A ideia de que existem “pastores maiores que suas igrejas” implica uma absoluta distorção da experiência comunitária cristã, onde os pastores e pastoras são igualmente “ovelhas e rebanho”, distintos apenas pelas funções que exercem na comunidade, jamais em suas demandas e necessidades humanas. As mídias sociais são ótimos recursos para a difusão de informação e facilitação das redes de contato, mas ambientes muito perigosos para relacionamentos saudáveis e sustentáveis. Os principais perigos das relações chamadas virtuais são a superficialidade e a falsidade: personagens, em vez de pessoas, cultivando relações de afinidades sem stress e conflito, iniciadas e desfeitas num clique. O sábio Salomão ensina que “ferro com ferro se afia”, e para isso é preciso atrito, aquecimento e faísca, rsrs. Somente nas relações profundas e autênticas existe experiência da mutualidade amorosa prescrita no Evangelho. Celebridades de redes sociais, palco e púlpito apontam um fenômeno diferente do que o Novo Testamento chama de pastor/pastora.
A proposta do evento inclui arte no programa. Por quê? Em que medida a arte pode promover “conversas”?
A Bíblia Sagrada é pura arte. Nós a perdemos quando passam os a encarar a narrativa bíblica como tratado conceitual, dogma, doutrina, filosofia e teologia, ou mera prescrição moral. A Bíblia conta histórias, está cheia de poesia, afetos e amores, paixões divinas e humanas, e deveria ser muito melhor visitada como quem vai namorar num jardim do que como quem frequenta um terminal de computadores para pesquisas numa biblioteca. Além de informar, a Bíblia se propõe também e principalmente a inspirar. A palavra de Jesus aos discípulos a caminho de Emaús não apenas lhes trouxe esclarecimento para o entendimento, mas fez com que se lhes ardessem os corações. Como disse Dostoievski, “a beleza salvará o mundo”. Desejamos um encontro caracterizado pelas linguagens em todas as suas dimensões, particularmente a linguagem da arte que transcende a usual logicidade racionalista dos ambientes de treinamentos teológicos.

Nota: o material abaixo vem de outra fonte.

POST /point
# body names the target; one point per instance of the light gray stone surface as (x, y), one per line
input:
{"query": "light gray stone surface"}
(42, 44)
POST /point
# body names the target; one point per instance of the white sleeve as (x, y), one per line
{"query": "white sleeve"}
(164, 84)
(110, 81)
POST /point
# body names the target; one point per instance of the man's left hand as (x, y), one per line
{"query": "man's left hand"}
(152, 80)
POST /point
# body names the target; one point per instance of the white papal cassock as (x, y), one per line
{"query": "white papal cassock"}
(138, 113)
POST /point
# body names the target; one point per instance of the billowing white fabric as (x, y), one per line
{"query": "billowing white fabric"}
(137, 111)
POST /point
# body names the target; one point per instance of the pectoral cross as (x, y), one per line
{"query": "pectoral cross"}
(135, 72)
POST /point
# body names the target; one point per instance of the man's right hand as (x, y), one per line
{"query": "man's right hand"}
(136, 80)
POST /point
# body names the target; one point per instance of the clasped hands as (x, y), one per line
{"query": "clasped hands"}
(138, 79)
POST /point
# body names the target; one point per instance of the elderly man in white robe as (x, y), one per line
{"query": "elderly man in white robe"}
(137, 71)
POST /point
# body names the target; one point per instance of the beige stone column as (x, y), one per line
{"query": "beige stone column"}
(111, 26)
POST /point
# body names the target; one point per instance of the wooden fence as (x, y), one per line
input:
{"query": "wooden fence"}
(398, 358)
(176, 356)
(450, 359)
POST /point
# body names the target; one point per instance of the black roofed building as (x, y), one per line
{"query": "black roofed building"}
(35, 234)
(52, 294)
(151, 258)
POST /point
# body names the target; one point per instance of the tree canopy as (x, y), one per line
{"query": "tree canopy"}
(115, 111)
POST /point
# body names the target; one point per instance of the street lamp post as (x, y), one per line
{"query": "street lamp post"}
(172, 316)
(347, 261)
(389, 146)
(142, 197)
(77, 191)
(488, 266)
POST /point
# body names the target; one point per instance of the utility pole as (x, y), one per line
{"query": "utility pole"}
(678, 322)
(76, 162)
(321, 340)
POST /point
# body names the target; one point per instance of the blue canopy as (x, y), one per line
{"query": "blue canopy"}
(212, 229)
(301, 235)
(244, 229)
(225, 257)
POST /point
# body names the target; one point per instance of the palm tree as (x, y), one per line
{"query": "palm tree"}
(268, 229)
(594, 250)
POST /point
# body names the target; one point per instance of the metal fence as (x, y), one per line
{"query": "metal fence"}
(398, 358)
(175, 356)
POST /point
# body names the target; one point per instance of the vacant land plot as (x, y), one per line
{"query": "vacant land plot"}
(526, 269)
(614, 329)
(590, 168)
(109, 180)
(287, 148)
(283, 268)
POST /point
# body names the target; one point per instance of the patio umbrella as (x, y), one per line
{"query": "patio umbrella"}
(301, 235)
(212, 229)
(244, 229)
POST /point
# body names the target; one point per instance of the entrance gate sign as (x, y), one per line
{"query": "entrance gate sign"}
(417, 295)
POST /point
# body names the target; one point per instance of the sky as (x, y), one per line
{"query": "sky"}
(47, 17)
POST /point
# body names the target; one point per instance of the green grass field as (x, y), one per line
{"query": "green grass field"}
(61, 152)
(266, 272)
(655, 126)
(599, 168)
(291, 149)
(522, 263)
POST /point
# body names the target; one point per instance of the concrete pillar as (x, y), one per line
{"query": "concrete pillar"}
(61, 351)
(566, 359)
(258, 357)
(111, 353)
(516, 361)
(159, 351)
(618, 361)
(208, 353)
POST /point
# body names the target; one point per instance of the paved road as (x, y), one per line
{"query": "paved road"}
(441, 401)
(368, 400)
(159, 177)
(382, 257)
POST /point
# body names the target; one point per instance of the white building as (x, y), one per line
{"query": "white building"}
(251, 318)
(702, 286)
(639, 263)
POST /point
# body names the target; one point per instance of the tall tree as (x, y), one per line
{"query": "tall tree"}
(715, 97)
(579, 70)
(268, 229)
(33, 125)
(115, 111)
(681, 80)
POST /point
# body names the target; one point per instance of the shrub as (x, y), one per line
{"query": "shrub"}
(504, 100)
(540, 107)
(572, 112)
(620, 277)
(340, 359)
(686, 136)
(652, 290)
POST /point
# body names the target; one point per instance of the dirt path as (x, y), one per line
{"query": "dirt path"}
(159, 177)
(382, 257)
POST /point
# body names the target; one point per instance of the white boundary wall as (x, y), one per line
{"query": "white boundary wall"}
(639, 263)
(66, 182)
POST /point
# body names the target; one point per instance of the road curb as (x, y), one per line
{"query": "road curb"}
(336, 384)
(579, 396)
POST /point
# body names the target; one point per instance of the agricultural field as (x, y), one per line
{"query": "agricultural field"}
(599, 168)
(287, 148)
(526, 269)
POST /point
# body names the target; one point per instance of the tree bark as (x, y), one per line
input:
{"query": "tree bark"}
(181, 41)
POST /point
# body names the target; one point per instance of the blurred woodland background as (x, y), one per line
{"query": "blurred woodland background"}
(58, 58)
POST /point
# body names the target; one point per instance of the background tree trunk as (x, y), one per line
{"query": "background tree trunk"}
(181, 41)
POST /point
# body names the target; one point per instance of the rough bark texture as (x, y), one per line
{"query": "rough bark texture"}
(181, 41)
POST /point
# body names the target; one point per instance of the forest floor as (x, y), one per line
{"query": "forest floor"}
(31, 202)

Pode adiantar algo sobre o programa, palestrantes e temas?
Nosso tema geral é justamente “Conversas,”, isso mesmo, com a vírgula. Pretendemos criar um ambiente favorável aos encontros, trocas e partilhas, construções coletivas do conhecimento, em vez da agenda baseada em palestras no modo “um fala e todo mundo escuta”. As participações dos convidados servirão para abrir conversas, e serão sempre seguidas de microfone aberto, sem lacração, afinal não queremos ponto final, queremos continuar conversando. Receberemos o filósofo Francisco Bosco, que vai nos provocar a partir de seu recém lançado livro “O diálogo possível: por uma reconstrução do debate público brasileiro”. Vamos receber Clarice Niskier, para a apresentação da peça A alma imoral, baseada no texto do rabino Nilton Bonder, que estará conosco nos guiando na conversa do dia seguinte. Além disso teremos painéis e mesas de debates, e também uma oficina de conversas discutindo temas relevantes do contemporâneo.
Que instrumentos serão utilizados para garantir que o evento seja de fato um tempo de conversas?
O foco do Congresso será os relacionamentos e as rodas de conversa. Nosso desejo é criar um ambiente onde os participantes se sintam à vontade para sentar sem pressa e falar, certos de que serão ouvidos sem julgamentos e doutrinações. Mais do que treinar e dar conteúdo, desejamos facilitar experiências. Ficarei feliz se ao final alguém me disser que está indo embora mais apaixonado por Jesus, mais encantado com sua vocação pastoral, e mais comprometido em servir pessoas.